Zu ihrer Hochzeit war sie zu spät gekommen. In der Nacht zuvor hatte sie im »Blondy« gearbeitet und am frühen Morgen den Zug nehmen müssen. Haruka und Tadaski hatten in Kyoto, bei den Eltern, geheiratet. Miyu hatte sich den Kimono beim Friseur in Kyoto anziehen lassen. Dann war sie mit kleinen Schritten weitergeeilt.
Sie besaß nicht viele Erinnerungen an ihre Kindheit in Kyoto und kannte sich dort kaum noch aus. So fand sie den kleinen Shintô-Schrein nicht gleich und kam zu spät. Sie musste am Tisch mit den alten Tanten sitzen, deren Männer alle verstorben waren. Sie sprachen viel von Krankheiten und wie gut die Luft auf dem Land war. Plötzlich war Miyu traurig geworden.

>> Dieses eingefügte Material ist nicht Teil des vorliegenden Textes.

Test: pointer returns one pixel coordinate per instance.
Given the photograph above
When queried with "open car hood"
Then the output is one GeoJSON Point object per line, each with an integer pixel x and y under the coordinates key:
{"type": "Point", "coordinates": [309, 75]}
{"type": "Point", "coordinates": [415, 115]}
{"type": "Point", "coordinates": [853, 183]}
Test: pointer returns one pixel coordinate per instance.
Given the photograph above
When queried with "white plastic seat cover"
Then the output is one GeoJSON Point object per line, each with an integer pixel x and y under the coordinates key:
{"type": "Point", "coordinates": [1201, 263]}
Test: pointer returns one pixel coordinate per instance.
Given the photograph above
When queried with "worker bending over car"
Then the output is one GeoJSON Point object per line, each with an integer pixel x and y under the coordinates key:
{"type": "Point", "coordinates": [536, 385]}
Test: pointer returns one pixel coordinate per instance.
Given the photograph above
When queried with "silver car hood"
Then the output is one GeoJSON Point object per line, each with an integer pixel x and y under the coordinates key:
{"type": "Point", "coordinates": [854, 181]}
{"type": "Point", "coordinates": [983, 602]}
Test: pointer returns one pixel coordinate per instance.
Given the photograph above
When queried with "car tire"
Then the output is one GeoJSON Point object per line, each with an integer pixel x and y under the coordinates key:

Am späten Abend, bei der Party, hatte sie Shido getroffen. Als Kinder hatten sie zusammen gespielt. Shido saß ebenfalls abseits. Miyu wusste nicht, dass er ein entfernter Freund von Tadaski war. Zuerst erkannte er sie nicht. »Die kleine Miyu? Oh, das gibt es ja nicht!« Er freute sich, sie wiederzusehen. Sein Lachen erinnerte Miyu an die Zeit, als sie Kinder waren. Shido war wild und frech gewesen. Schon damals hatte er immer laut gelacht.

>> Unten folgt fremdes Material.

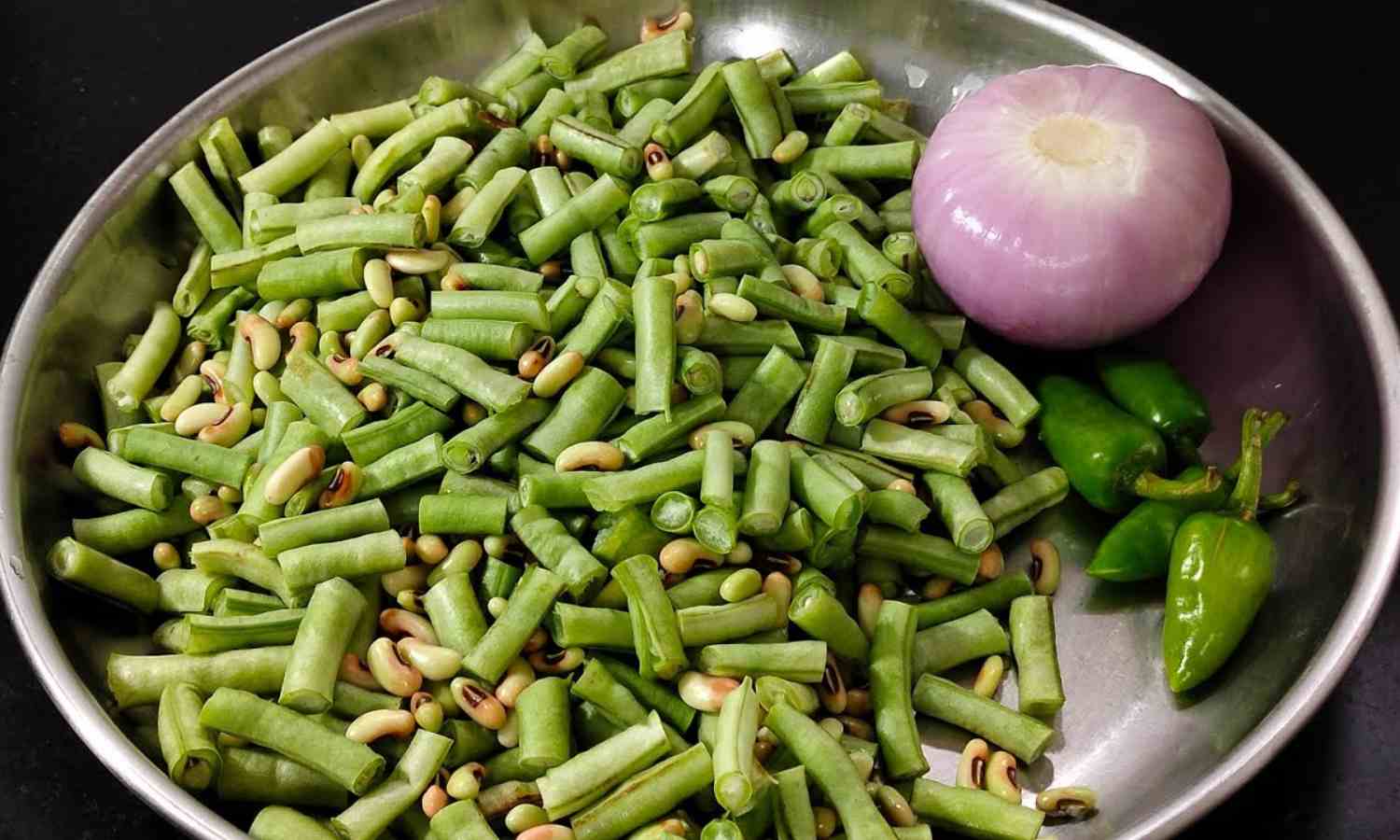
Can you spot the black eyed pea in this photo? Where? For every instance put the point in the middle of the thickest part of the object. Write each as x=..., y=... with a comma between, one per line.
x=478, y=703
x=293, y=473
x=400, y=622
x=381, y=722
x=703, y=692
x=430, y=660
x=1044, y=566
x=596, y=455
x=972, y=764
x=394, y=674
x=1069, y=803
x=1001, y=777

Mittlerweile war er sehr dick geworden, er fuhr für ein Kaufhaus Ware aus. Familie hatte er nicht. Shido trank sehr viel. Irgendwann trank sie mit. Sie vergaßen die Hochzeit. Er erzählte ihr Anekdoten aus ihrer Kinderzeit. Wie er als Fünfjähriger mit Miyu gerauft und ihr Kleid zerrissen hatte. Miyu hatte heulend, nur in Unterwäsche und mit dem Fetzenkleid unter dem Arm, dagestanden. Da hatte ihnen die Nachbarin ein paar Mochibällchen zugesteckt, und die beiden hatten friedlich weitergespielt. Noch Jahre später war Miyu mit dem Vorfall geneckt worden. Miyu hatte die Geschichte fast vergessen.
Shido konnte lustig erzählen, und sie lachte so laut, dass die alten Tanten die Stirn runzelten. Erst als sie irgendwann aufstand, merkte sie, wie betrunken sie war. Der Kimono saß eng, sie verlor das Gleichgewicht und fiel hin. Seitdem sprach ihr Vater nicht mehr mit ihr.
Es wurde für einen Moment kalt, und der Durchzug ließ Miyu zusammenzucken. Die Männer waren gegangen. Kaum schlug die Tür hinter ihnen zu, schlüpften die Mädchen aus ihren Kostümen und griffen zu ihren Handys.
Reiko und Yumi räumten auf, die anderen zogen sich um, und Miyu schloss die Tür ab. Sie gähnte. Morgen würde sie ausschlafen. Sie hängte das Rotkäppchenkostüm über den Bügel und hoffte, morgen wieder die Prinzessin sein zu können.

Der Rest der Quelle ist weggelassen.